Yoel Inbar, Marcel Zeelenberg, and I published an article in which we try to replicate the finding that a reminder of health insurance makes people think health-related risks are less likely. We report 3 very close replications of the original study (total N = 451) and 2 conceptual replications (total N = 404). The initial study had 40 participants. In other papers, the ratio of replication-to-initial sample size easily exceeds 10 : 1 too, and that’s a good thing.
If you want to read our paper, you can, because it’s published at the open-access Journal of Judgment and Decision Making (JDM). Unfortunately, the study we replicated was published at the Personality and Social Psychology Bulletin (PSPB) so you might not be able to access that. Therefore, a brief description of the initial study:
In Tykocinski (2008) Study 1, Israeli commuters on the train were reminded of their health insurance plan either before or after they rated the probabilities of three health-related risks (i.e., the probability that they would require surgery, physiotherapy, or comprehensive nursing care within the next 5 years). The people who were reminded of their health insurance before answering the questions, on average, rated those probabilities lower.

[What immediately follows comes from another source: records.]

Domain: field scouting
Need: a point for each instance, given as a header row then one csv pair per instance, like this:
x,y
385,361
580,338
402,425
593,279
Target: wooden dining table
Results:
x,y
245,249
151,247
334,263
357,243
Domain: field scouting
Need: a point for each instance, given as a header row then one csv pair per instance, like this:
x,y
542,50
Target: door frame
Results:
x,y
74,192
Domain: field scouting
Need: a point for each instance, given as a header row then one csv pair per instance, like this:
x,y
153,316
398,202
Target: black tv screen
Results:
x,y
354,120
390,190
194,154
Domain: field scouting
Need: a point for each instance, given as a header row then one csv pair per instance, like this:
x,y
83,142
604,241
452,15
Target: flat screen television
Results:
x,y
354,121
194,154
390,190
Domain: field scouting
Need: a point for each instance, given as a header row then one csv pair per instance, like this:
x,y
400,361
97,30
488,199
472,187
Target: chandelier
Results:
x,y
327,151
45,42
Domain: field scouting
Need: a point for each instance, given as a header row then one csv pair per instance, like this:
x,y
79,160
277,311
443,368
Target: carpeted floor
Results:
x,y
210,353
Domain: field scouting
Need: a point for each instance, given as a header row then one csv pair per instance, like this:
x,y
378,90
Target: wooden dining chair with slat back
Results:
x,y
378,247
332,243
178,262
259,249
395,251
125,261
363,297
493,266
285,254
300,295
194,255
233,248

We thought this was a cool effect. If the “protection effect”—insurance makes risks seem less likely—were real, it might explain part of the moral hazard effect (insurance-induced risk-taking). We ran studies that built on this idea but consistently did not find the results we predicted. After a while, we decided we should try to replicate the original finding. It turns out that we were unable to replicate the protection effect in the Netherlands (and the U.S.)*.
Replication-to-initial sample size ratio
Only counting the replications in which we try to stay as close to the original materials as possible, we have three (2-condition) studies with a total N of 451, versus 40 in the original study. One of our studies has 95% power to find an effect as large as originally reported and in another we have more than 95% power to find an effect half the size of the originally reported effect. We do not replicate the finding in any of our studies. Only counting replications that mimic the experimental procedure of Tykocinski (2008), the replication-to-initial sample size ratio is 11.28 : 1.
Other replication papers
Two recent replication attempts have even greater ratios. Galak et al (2012) report 7 replication attempts (total N = 3,289) of two studies on precognition reported in Bem (2011; total N = 150).
Ratio = 21.92 : 1.
In both cases, the initial studies’ sample sizes pale in comparison to those of the replication attempts. This is partly because the replication attempts are properly powered and the initial studies less so. Small samples sizes are almost never good (one reason described here), but the above made me think of an argument I’ve heard multiple people make.
What if authors of new papers would be required to report properly powered replications of their new ‘initial’ studies? Possibly in an Appendix. Surely, that would not be feasible for every study, but for simple lab and scenario studies I don’t see why that could not be implemented. Such a requirement would increase confidence in published papers and could prevent the need for 20:1 ratio replication papers.
Finally, I am certain the three replication attempts in this post are not the only ones out there. I probably only know about these papers because I am an author on one of them, and because the other two have unusually large numbers of highly powered studies. Papers I haven’t read might have much less power. So, if you know about other published replication attempts (so not in the OSF or psycfiledrawer), please let me know!
References with links, but sorry, sometimes paywall
Bem, D. J. ( 2011). Feeling the future: Experimental evidence for anomalous retroactive influences on cognition and affect. Journal of Personality and Social Psychology, 100, 407– 425. doi:10.1037/a0021524 link or link on Bem’s page
Matthews, W. J. (2012). How Much Do Incidental Values Affect the Judgment of Time? Psychological science, 23, 1432-1434. doi:10.1177/0956797612441609 link
Tykocinski, O. E. (2008). Insurance, risk, and magical thinking. Personality and Social Psychology Bulletin, 34, 1346-1356. doi: 10.1177/1046167208320556 link
Ungemach, C., Stewart, N., & Reimers, S. (2011). How incidental values from the environment affect decisions about money, risk, and delay. Psychological Science, 22, 253-260. doi:10.1177/0956797610396225 link or pdf!
van Wolferen, J., Inbar, Y., & Zeelenberg, M. (2013). Magical thinking in predictions of negative events : Evidence for tempting fate but not for a protection effect. Judgment and Decision Making, 8, 45–54. link
* In the paper we discuss why we might not have been able to replicate the protection effect.
This is me, because our replication paper is the first paper I ever published, yeah!
EDIT: added after comments (see below)
Zwaan et al replicate 3 findings, and do so twice for each. The sample sizes and ratios are 336/40 = 8.40:1, 352/42 = 8.38:1, and 304/42+60 = 2.98:1.
It seems that my earlier comment about me knowing about the replications mentioned above being due to “unusually large numbers of highly powered studies” has some truth to it. Still, it seems that the replication attempts are properly powered (i did not do the calculations), so that’s good! Thanks Ellen and Rolf!